Yesterday I felt a bit gross and headachey but I’ve had a cold for a week so I thought I was just normal sick and maybe I just needed to eat something, but then at dinner I ordered something but before it came I started feeling hot and cold and wrong and terrible and that level of nauseous where you feel like you should throw up but you don’t want to throw up because you know you won’t stop throwing up. This was all accompanied by a terrible sense of dread but probably because that’s what you’re supposed to feel like when you realize you’re about to get violently sick in public.
I walked to the restaurant bathroom and made it almost halfway to the stall before I found myself falling to the ground and I sat up against the wall for a few seconds wondering what was happening to me and then next thing I knew I woke up and I had blood in my mouth and I’d somehow rolled myself into one of the stalls (which was thankfully empty because I can’t imagine how horrifying it would be to see an unconscious stranger wriggle under your stall door while you’re pooping).
I texted “help” to Victor and then crawled outside to the lobby and he and Hailey took me to the Emergency Room where I spent hours with a nausea that three rounds of anti nausea IVs didn’t touch, chest pains, dizziness, faintness and a very ouchy tongue that I apparently tried to bite through while unconscious. After X-rays and blood work and an EKG and CT scans came back clear the doctor said she had no idea what was wrong with me and sent me home.
I still feel weak and off and wrong, but after sleeping most of the day I realized that I’ve felt this way before…after a panic attack.
Panic attacks and anxiety attacks aren’t the same thing although we tend to use the words interchangeably, but anyone who has had a massive panic attack knows the difference. I have anxiety attacks a lot. It’s a sense of dread coupled with racing thoughts and terror. They suck and can be debilitating but you usually can recognize them once you’ve had a few. You can calm yourself down with breathing tools or meds and eventually they pass.
Panic attacks are much more physical. If an anxiety attack is like being punched in the face a panic attack is more like being mauled by wild dogs who also have switchblades for some reason. The symptoms are different for everyone, which makes it even more confusing. Severe stomach distress, heart pain, fainting, the feeling that you are definitely going to die and very soon. About 10 years ago I ended up in the ER thinking I was definitely having a heart attack but it was a panic attack. I think yesterday was the same thing.
In a way it’s reassuring, having an answer for something that otherwise makes no sense. In other ways it’s scarier than ever, knowing that my brain can mimic murdering me so strongly it baffles everyone. I feel lucky knowing that I’m probably okay in spite of a really terrifying night.
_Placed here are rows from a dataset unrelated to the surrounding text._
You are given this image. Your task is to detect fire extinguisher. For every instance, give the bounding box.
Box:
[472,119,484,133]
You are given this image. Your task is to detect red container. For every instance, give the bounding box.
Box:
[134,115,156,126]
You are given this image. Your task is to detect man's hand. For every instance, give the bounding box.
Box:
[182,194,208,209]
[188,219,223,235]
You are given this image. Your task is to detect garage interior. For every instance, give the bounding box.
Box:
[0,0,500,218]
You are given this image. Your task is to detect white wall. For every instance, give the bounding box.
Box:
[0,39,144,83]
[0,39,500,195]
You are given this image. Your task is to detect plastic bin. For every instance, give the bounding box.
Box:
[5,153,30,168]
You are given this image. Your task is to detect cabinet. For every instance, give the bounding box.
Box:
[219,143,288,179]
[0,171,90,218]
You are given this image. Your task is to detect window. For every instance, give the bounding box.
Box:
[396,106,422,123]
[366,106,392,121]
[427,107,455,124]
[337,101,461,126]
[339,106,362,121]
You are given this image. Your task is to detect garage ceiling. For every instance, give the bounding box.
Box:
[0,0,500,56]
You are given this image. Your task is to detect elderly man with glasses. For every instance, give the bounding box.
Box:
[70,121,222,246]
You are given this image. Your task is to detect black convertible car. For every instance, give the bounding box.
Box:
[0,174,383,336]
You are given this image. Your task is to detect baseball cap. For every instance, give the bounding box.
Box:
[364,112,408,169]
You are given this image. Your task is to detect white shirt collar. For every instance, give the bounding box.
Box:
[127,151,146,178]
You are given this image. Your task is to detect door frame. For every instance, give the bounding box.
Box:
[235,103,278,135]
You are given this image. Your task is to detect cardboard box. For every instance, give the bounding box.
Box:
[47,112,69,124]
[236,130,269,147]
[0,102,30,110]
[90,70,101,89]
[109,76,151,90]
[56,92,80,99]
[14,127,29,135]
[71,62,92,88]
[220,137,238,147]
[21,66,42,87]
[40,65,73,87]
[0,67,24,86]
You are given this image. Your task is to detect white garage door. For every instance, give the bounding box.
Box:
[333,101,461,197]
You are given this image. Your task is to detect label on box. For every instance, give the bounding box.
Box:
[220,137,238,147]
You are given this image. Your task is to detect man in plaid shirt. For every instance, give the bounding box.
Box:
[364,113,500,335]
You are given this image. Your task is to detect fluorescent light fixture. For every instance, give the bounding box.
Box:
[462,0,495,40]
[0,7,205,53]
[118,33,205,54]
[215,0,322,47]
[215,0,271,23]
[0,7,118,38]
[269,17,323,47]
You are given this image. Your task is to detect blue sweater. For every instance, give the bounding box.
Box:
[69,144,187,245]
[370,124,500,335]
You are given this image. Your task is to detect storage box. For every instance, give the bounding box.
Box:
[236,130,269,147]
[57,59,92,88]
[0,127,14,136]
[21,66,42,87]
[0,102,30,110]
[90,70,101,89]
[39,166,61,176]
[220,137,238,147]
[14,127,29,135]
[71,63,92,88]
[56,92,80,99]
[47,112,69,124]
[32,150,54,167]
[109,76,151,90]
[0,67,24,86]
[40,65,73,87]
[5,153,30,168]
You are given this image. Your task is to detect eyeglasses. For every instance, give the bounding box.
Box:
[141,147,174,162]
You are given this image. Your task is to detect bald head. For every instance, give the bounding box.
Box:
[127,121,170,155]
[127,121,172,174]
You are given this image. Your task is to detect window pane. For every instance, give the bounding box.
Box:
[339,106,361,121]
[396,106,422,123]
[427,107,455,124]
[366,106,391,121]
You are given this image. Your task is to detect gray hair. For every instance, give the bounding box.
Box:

I feel guilty for scaring my family and for costing us $2k in ER bills that basically showed how crazy everyone already knows I am.
If this happened to anyone else I’d tell them that they’re going to be okay and that they did what they should have and that it’s not their fault and that everyone deals with medical bullshit. I don’t know why it’s always so much harder to tell yourself the things you so easily believe for others. But if I write it maybe I’ll believe it. Maybe you’ll believe it too.
This is where I was going to put a picture of my CT scan for the most introspective selfie ever but I’m looking through my paperwork and apparently they just sent digital copies to my doctor so basically this was the most overpriced photoshoot ever. Instead just imagine a picture of a brain with “WHY ARE YOU EVEN LIKE THIS?” written on top of it.